Cognitive Decline Eventually Affects Everyone, Just Not to the Same Extent
You must remember this: Just about everybody experiences some changes with their memory in their later years.
“Most of us lose some of our brain cells after we hit 65 or so, and it’s considered perfectly normal,” says Jo Cleveland, MD, a professor of gerontology and geriatric medicine at Wake Forest Baptist Medical Center. “Some people may notice the changes with their memory a little sooner, and the changes will be more in some people than in others, but all of us will have some cognitive issues at some point.”
Those issues fall into three categories: the short-term memory lapses of normal aging; mild cognitive impairment (MCI), a set of more noticeable difficulties with recall and speech; and dementia, the most common form of which is Alzheimer’s disease, which involves memory, language, reasoning, and judgment problems severe enough to interfere with daily life.

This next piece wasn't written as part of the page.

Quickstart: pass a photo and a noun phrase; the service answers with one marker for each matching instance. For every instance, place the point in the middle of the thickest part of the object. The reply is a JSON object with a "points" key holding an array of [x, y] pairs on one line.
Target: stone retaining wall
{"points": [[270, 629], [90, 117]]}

While these are often referred to as the stages of aging-related cognitive decline, one doesn’t necessarily lead to the other.
Roughly four out of five people won’t ever experience anything more serious than the “senior moments” of normal aging. It is estimated that MCI afflicts between 15% and 20% of older adults and that no more than one-half of those diagnosed with MCI ever develop Alzheimer’s.
These are large groups—more than 5 million Americans today have Alzheimer’s—but the numbers clearly show that forgetting where you put your keys doesn’t mean you’re going to get a debilitating disease.
Still, it’s good to know the signs of the various types of cognition problems, so as not to worry when there’s no reason to or fail to act when there’s legitimate cause for concern.
However, Cleveland cautions, the boundaries between the types of cognitive decline are often not clear.
“In early MCI you’re going to be a lot like a person with normal aging memory loss, and in late MCI you’re going to be a lot like a person with dementia,” she says. “In these gray areas where the signs overlap to a great extent it can be difficult to say for sure where a patient stands.”
Cognitive decline of normal aging is “what happens to all of us and is absolutely nothing to be concerned about,” Cleveland says. “It’s when you walk into a room and forget why you’re there, or when you can’t remember the name of somebody on TV but remember it 10 minutes later when you’re not thinking about it anymore or are in the shower.”
Normal aging, she says, also may entail taking longer than it once did to learn new things (like how to operate a new appliance) or to complete everyday tasks (such as balancing a checkbook), but you can still do them.
“If it’s normal aging, it should just be little glitches you notice from time to time,” Cleveland says, “and it should stay like that.”
Mild cognitive impairment is more problematic.
“The memory part of MCI is more pronounced and pervasive than with normal aging. You forget more things more often,” says Cleveland, who is medical director of Wake Forest Baptist’s geriatric outpatient clinic and the Healthy Aging and Brain Wellness Clinic at the medical center’s Sticht Center for Healthy Aging and Alzheimer’s Prevention.
“MCI also can include language problems where you just can’t find the word that you want to say or you unconsciously substitute one word for another. You also might need more help with a multistep process, like planning a trip.”
MCI does not, however, interfere with everyday living. That is not the case with dementia.
“Four things—money, medications, meals, and mobility, by which we mean driving—are major red flags that I talk to patients and families about,” Cleveland says. “If someone is starting to have trouble with one or more of these they need to be evaluated because these are signs of progression to dementia.”
Family members and friends play a vital role in identifying these problems because people with MCI and dementia often are not aware of their condition.
“If you believe a loved one is having some serious memory problems, don’t wait, address it,” Cleveland says. “Talk to your primary care doctor. It all starts with people recognizing problems in their own families and getting the person having the problems someplace where they can be assessed.”
Assessment, however, doesn’t equal treatment. There’s no known way to halt or reverse aging-related cognitive decline. There is no cure for Alzheimer’s (scientists don’t even fully understand what causes it) and, judging by the repeated failure of prospective treatments in clinical trials, there’s probably not going to be one anytime soon.
“But just because cognitive decline can’t be treated doesn’t mean there aren’t things we can do,” Cleveland says.
Among them, she says, are blood tests and brain scans that can identify other—and possibly treatable—reasons behind memory loss and related symptoms, such as a thyroid condition, vitamin deficiency, or stroke. Recognizing the onset of dementia also can help prevent what Cleveland calls “really alarming things that can happen with patients,” like causing automobile accidents or falling prey to financial scams.
But is there anything older adults can do before cognitive decline hits to reduce the risk of developing it?
“The focus of Alzheimer’s research has shifted from finding a cure to prevention, and we’re looking at a lot of different things with that but it’s still early,” Cleveland says. “The best advice we can give right now is [to] get 150 minutes of exercise a week, eat a Mediterranean diet, stay socially connected, challenge your brain by learning new things, and make sure you’re managing your blood pressure and your cholesterol or whatever health issues you might have. Getting a good night’s sleep helps, too.
“The basic idea is that what’s good for your heart is good for your head.”